Kacie England, Staff Writer

     We’ve seen it before. A teen in high school lives in the burbs, has a core group of like-minded friends, goes to football games, attends musical practice and passes notes. Somewhere in that muddled mess of hormones, the teenager in high school finds love.

     This storyline floats to the surface time and time again. Some of our most beloved movies revel in this similar plot: “Grease,” “10 Things I Hate About You,” “Clueless,” “Sixteen Candles” and yes, even “High School Musical.”

     Yet, “Love, Simon” retells this idea of high school love in a different manner: a story that is long overdue.

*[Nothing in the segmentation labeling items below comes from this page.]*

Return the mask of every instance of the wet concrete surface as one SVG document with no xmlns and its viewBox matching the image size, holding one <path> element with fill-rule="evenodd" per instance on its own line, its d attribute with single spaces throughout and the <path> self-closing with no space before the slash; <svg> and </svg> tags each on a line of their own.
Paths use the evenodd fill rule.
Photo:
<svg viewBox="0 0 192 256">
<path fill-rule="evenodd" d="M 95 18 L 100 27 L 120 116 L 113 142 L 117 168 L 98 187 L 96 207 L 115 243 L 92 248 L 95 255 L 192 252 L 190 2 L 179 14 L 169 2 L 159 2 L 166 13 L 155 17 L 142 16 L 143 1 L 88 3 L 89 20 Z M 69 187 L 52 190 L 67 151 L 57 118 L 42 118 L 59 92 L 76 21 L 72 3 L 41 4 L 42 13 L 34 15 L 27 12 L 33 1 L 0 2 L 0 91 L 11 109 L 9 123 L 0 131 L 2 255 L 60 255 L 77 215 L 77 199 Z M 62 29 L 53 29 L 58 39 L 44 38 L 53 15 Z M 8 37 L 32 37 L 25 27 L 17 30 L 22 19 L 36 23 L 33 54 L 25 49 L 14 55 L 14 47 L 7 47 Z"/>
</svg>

     This Greg Berlanti-directed flick follows the story of Simon Spier (Nick Robinson, “Jurassic World”), a high school boy hiding his sexuality from his friends, family and the entire school.

     One of Simon’s classmates uncovers his hidden gayness and then blackmails him, forcing Simon to help him go out with one of Simon’s girlfriends.

     All the while, the audience learns that Simon is corresponding with another closeted teenage boy who goes by the pen name “Blue.”

     Simon meets his unknown pen pal from a gossip website that the high school students use to dish all of their salacious rumors. The webpage in its majority is filled with unsigned student confessions.  

     This is where things get juicy. Simon begins to fall in love with this mystery emailer.
The duration of the film consists of Simon maneuvering his way through school, friends and family. All the while, he attempts to uncover the identity of his electronic-mail lover and prevent his sexuality from being exposed.

     Simon’s best friend, Leah, is portrayed by Katherine Langford. Langford was most recently applauded for her performance in the Netflix series “13 Reasons Why.”
Jennifer Garner and Josh Duhamel play Simon’s lovable parents.

      This cinematic experience is unlike any other in the way that the audience experiences twenty-first century love. The characters are seen Facetiming, iMessaging, emailing, and listening to tunes through their aux cord rather than holding up boomboxes outside someone’s window.
Falling in love in a 2018 world is different, but no less engaging.

     The movie portrays how young adults today are experiencing romance, not only with its depiction of modern culture, but with its openness to gay love.

     The film was produced by the same producers of “The Fault in Our Stars,” a movie that also pulled at viewer’s collective heartstrings. Knowing that the same crew produced this movie, it’s easy to see why this story is just as heartwarming.

     Ultimately, “Love, Simon” is the movie we have all been waiting for. With this book-based film, you will laugh, cry and fall in love with its suberb cast of coming-of-age characters.

     “Everyone deserves a great love story,” the tagline goes. Now, we’ve got a great movie to go with it.
 

 

“Love, Simon” is based on Becky Albertalli’s novel “Simon vs. The Homo Sapiens Agenda.”